President Trump on Monday ripped the media’s coverage of his administration’s handling of the coronavirus pandemic, returning to a familiar theme as the White House canceled its coronavirus briefing — another signal is it changing its strategy on messaging.
“There has never been, in the history of our Country, a more vicious or hostile Lamestream Media than there is right now, even in the midst of a National Emergency, the Invisible Enemy!” Trump tweeted Monday morning.
Trump’s attacks on the media are old news at this point, but the new tweet came amid changing circumstances at the White House.
Trump was ridiculed throughout the weekend over his Thursday remarks at the coronavirus briefing, where he talked about the possibility of using ultraviolet light or injecting disinfectants as possible treatments or cures for the coronavirus.
Those comments have come under enormous attention and appeared to lead to a significant change in how the White House will hold coronavirus briefings going forward.
Friday’s briefing lasted just more than 20 minutes, and the White House did not hold briefings Saturday or Sunday — something that had been fairly routine.
A briefing was scheduled for Monday, but was abruptly canceled and later replaced with a news conference in the Rose Garden during which Trump is expected to deliver an update on testing guidance.
Trump tweeted criticism of the media throughout the weekend, suggesting his annoyance with coverage.
He fired off or shared well over a dozen tweets lacing into the media, a trend that continued into Monday morning.
The outburst came after a New York Times story that reported on the president’s daily habits during the pandemic. The Times reported Trump wakes up early and consumes cable television, does not devote much preparation to the daily briefings and finishes his day by consuming press coverage of his performance.
The White House did not refute anything in the Times’s story, but Trump fixated on the report over the weekend.
“The people that know me and know the history of our Country say that I am the hardest working President in history. I don’t know about that, but I am a hard worker and have probably gotten more done in the first 3 1/2 years than any President in history,” Trump tweeted Sunday. “The Fake News hates it!”
The White House went to great lengths to defend the president, offering quotes and data to The New York Post for a story Sunday meant to counter the Times’s reporting. Chief of Staff Mark Meadows, who has seldom appeared in the media since taking the job, told the Post the president was working so hard that his main concern was making sure Trump had time to eat lunch.
Trump blamed the press for its scrutiny of his Thursday comments, claiming that they misrepresented that he directed the question to Deborah Birx, who is coordinating the federal government’s response to the virus. His pronouncements cut against mounting criticism over the remarks, with medical experts and manufacturers warning Americans against ingesting disinfectant.
Trump singled out a number of major publications throughout the last few days.
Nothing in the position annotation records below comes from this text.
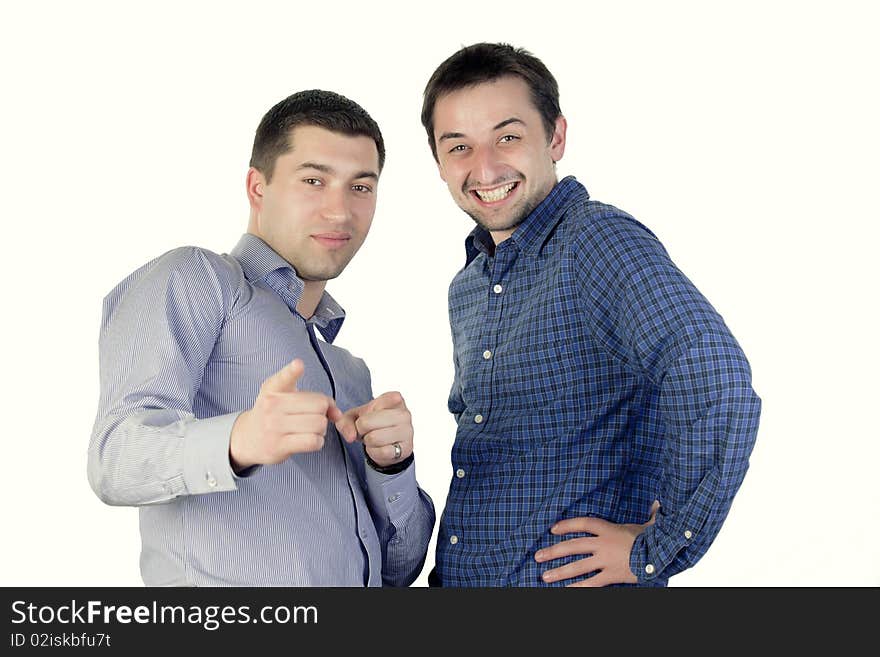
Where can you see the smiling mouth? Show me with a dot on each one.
(496, 194)
(332, 240)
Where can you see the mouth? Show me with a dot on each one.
(495, 194)
(332, 240)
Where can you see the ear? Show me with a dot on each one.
(557, 141)
(255, 183)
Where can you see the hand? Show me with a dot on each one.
(608, 551)
(382, 422)
(283, 421)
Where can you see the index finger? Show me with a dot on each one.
(386, 401)
(583, 524)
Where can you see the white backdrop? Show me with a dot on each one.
(745, 137)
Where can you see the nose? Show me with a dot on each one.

He decried The Washington Post as “slime balls” for analyzing how much time he spends praising his administration in the briefings.
He chastised The Wall Street Journal editorial board, claiming it inaccurately reported that he changed his position on the Georgia governor’s plan to reopen certain businesses.
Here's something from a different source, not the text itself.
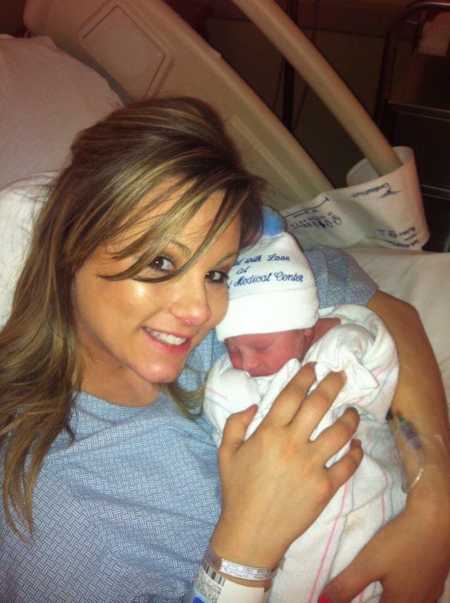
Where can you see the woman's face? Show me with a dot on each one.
(135, 335)
(265, 354)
Trump also claimed that Fox News, a channel that he and his aides often frequent, was being “fed Democrat talking points” and trying to be “politically correct” with its critical coverage.
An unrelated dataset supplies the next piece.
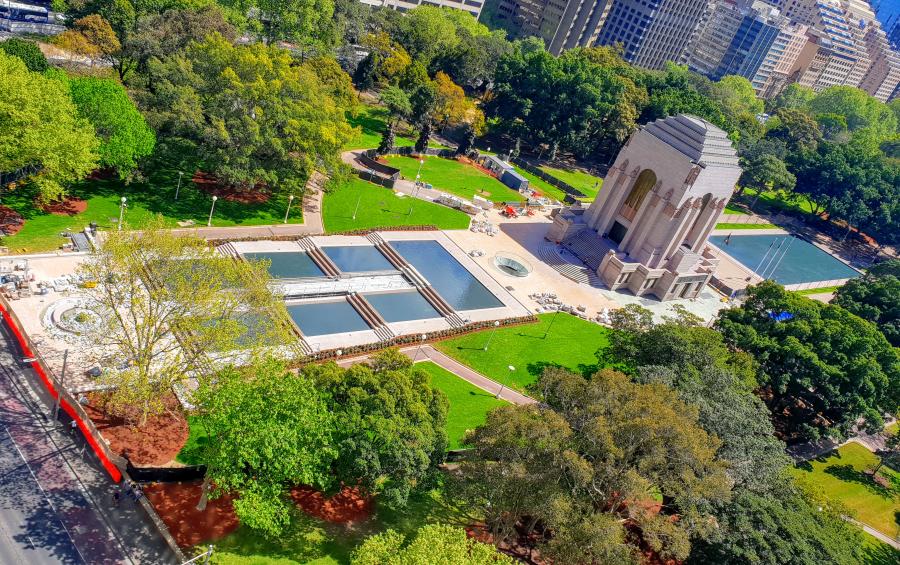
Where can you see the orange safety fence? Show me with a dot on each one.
(67, 403)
“Chris Wallace is nastier to Republicans than even Deface the Nation or Sleepy Eyes. The people who are watching,” the president wrote.
Trump also refuted press reports about the possible ouster of Health and Human Services Secretary Alex Azar, accusing the media of a desperate effort to “create the perception of chaos & havoc in the minds of the public.”
The president put an exclamation point on his weekend media attacks with a bizarre threat in which he called for reporters to give back their “Noble Prizes” for reporting on Russian interference in the 2016 election. Trump, who misspelled Nobel and appeared to mistake those awards with the Pulitzer Prize, later claimed he was being sarcastic by calling them the “Noble Prizes.”
Advisers to the president and Republican lawmakers have for weeks urged the president to let public health officials take the lead at the briefings, worrying that Trump’s proclivity for making controversial and inaccurate statements was hurting him politically.
Trump signaled over the weekend that he may curtail his appearances at the briefings, but sought to blame the decision on the press by questioning the value of having the briefings if the media “refuses to report the truths or facts accurately.”
“They get record ratings, & the American people get nothing but Fake News. Not worth the time & effort!” Trump tweeted on Saturday.